The institutional ethics committee of the Center for Disease Control and Prevention of Guangdong Province (Guangdong CDC) approved this study. Written consent was signed by patients or their guardian(s) when samples were collected. Patients were informed about the study before providing their written consent, and the data were anonymized for analysis.

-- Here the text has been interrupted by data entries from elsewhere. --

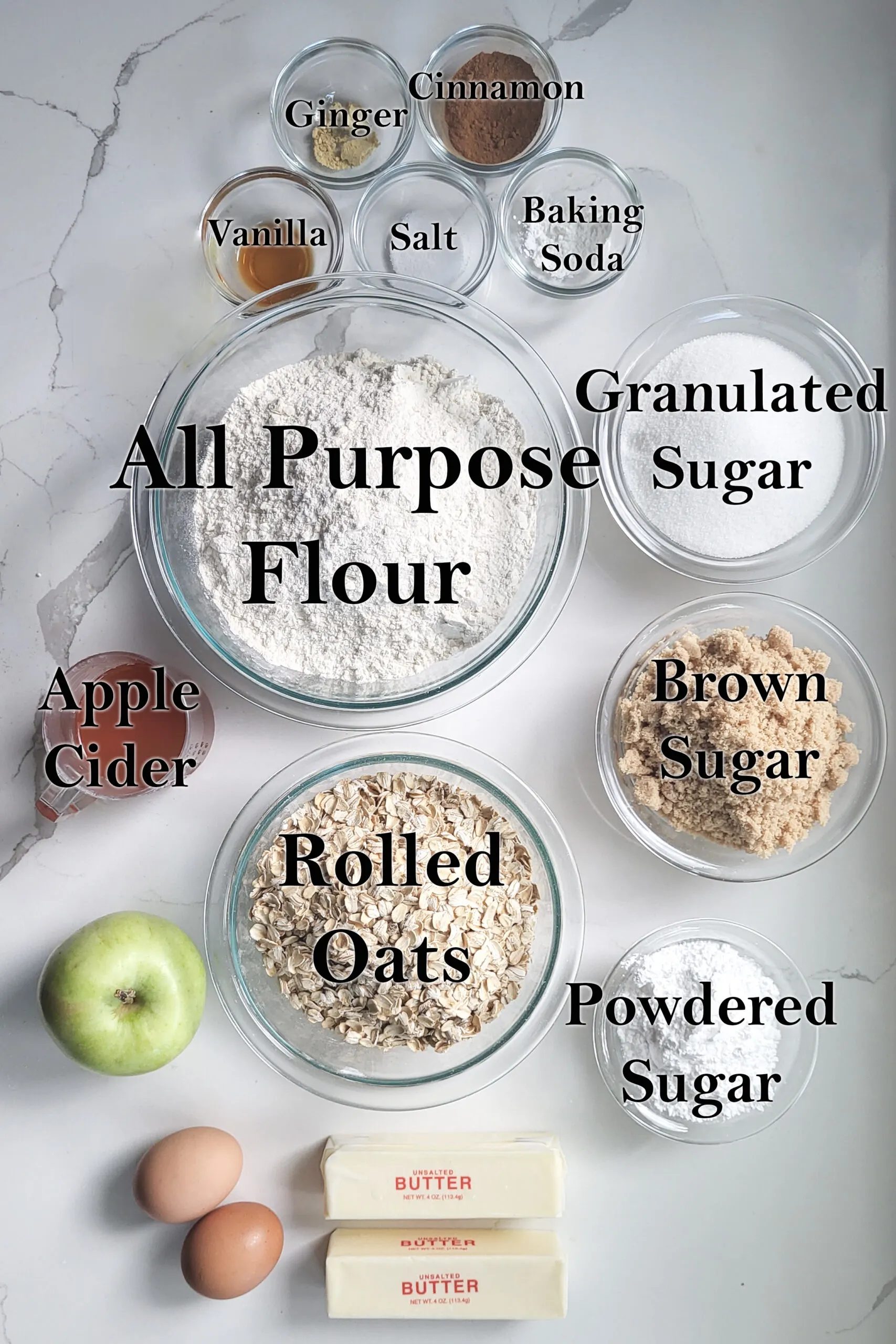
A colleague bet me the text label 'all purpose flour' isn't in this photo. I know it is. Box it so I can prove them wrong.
[114,350,596,684]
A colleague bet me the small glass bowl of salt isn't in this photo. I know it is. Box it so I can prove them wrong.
[352,163,497,295]
[587,295,884,583]
[498,149,644,298]
[594,919,830,1144]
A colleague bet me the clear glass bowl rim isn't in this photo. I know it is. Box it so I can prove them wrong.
[497,145,644,298]
[419,23,563,177]
[593,293,886,583]
[199,164,344,304]
[130,271,589,729]
[595,589,887,881]
[591,917,818,1148]
[204,732,584,1110]
[270,38,416,191]
[351,161,497,295]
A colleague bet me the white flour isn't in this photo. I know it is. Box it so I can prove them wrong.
[194,351,537,682]
[613,938,781,1124]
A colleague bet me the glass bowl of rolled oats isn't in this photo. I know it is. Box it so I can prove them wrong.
[206,732,584,1110]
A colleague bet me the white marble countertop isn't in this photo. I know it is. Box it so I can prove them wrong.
[0,0,896,1344]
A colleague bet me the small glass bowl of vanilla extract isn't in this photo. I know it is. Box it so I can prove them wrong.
[199,168,343,304]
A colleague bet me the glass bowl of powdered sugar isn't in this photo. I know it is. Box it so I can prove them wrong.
[594,919,833,1144]
[206,732,584,1110]
[588,295,884,583]
[132,274,588,727]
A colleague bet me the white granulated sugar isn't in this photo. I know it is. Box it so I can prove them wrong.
[194,350,537,682]
[611,938,781,1124]
[619,332,844,559]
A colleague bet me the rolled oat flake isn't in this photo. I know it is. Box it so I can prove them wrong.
[250,770,539,1052]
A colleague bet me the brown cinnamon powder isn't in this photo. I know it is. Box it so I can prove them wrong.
[445,51,544,164]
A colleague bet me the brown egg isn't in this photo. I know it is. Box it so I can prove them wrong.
[134,1125,243,1223]
[180,1203,283,1297]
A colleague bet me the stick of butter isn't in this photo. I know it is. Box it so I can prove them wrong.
[321,1135,564,1222]
[326,1227,567,1321]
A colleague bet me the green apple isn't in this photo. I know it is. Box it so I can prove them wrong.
[38,910,206,1074]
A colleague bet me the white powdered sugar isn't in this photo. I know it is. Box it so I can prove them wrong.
[613,938,781,1122]
[194,350,537,684]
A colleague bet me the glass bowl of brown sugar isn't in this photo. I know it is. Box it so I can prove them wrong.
[411,23,564,177]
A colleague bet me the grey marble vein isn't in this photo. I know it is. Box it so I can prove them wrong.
[810,957,896,985]
[38,507,133,667]
[44,0,228,391]
[834,1277,896,1335]
[627,164,731,295]
[314,308,352,355]
[551,0,631,41]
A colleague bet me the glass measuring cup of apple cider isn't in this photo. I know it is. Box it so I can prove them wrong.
[36,652,215,821]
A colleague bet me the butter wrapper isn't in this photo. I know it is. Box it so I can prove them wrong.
[326,1227,567,1321]
[321,1133,564,1222]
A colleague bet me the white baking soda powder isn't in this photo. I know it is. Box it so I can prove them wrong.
[619,332,844,559]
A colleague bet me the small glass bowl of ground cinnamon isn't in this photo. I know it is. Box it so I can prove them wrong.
[413,24,565,176]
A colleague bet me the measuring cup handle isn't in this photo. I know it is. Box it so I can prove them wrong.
[35,783,94,821]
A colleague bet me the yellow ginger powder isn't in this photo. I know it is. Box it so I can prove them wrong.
[312,102,380,170]
[619,626,858,857]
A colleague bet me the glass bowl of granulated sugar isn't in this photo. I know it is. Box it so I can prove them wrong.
[132,274,588,727]
[588,295,884,583]
[206,732,584,1110]
[594,919,833,1144]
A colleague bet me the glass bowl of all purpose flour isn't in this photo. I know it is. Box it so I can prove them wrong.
[594,919,830,1144]
[206,732,584,1110]
[596,591,887,881]
[132,274,588,729]
[586,295,884,583]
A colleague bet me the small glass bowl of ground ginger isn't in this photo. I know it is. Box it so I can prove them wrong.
[270,38,416,190]
[411,23,561,177]
[596,593,887,881]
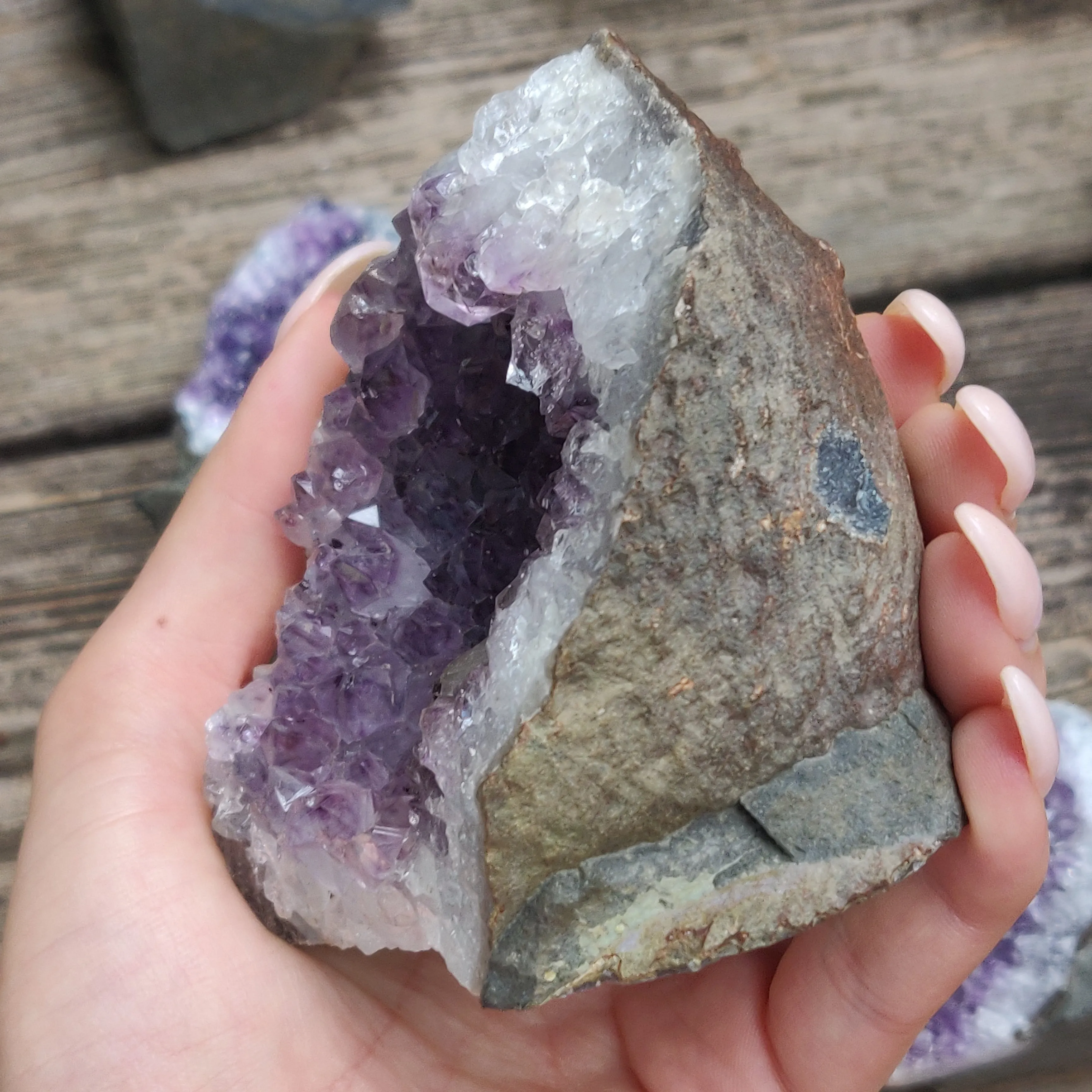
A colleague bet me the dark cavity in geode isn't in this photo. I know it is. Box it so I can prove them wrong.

Influenza A(H7N9)Surveillance and Sequencing
Since the first A(H7N9) case in late March 2013, an enhanced provincial surveillance program in all 21 prefecture-level cities in Guangdong has been conducted by a total of 871 clinics and 21 local centers for disease control. All specimens from persons with suspected A(H7N9) infections were tested for subtypes H5, H7, and H9 as previously described (8,9).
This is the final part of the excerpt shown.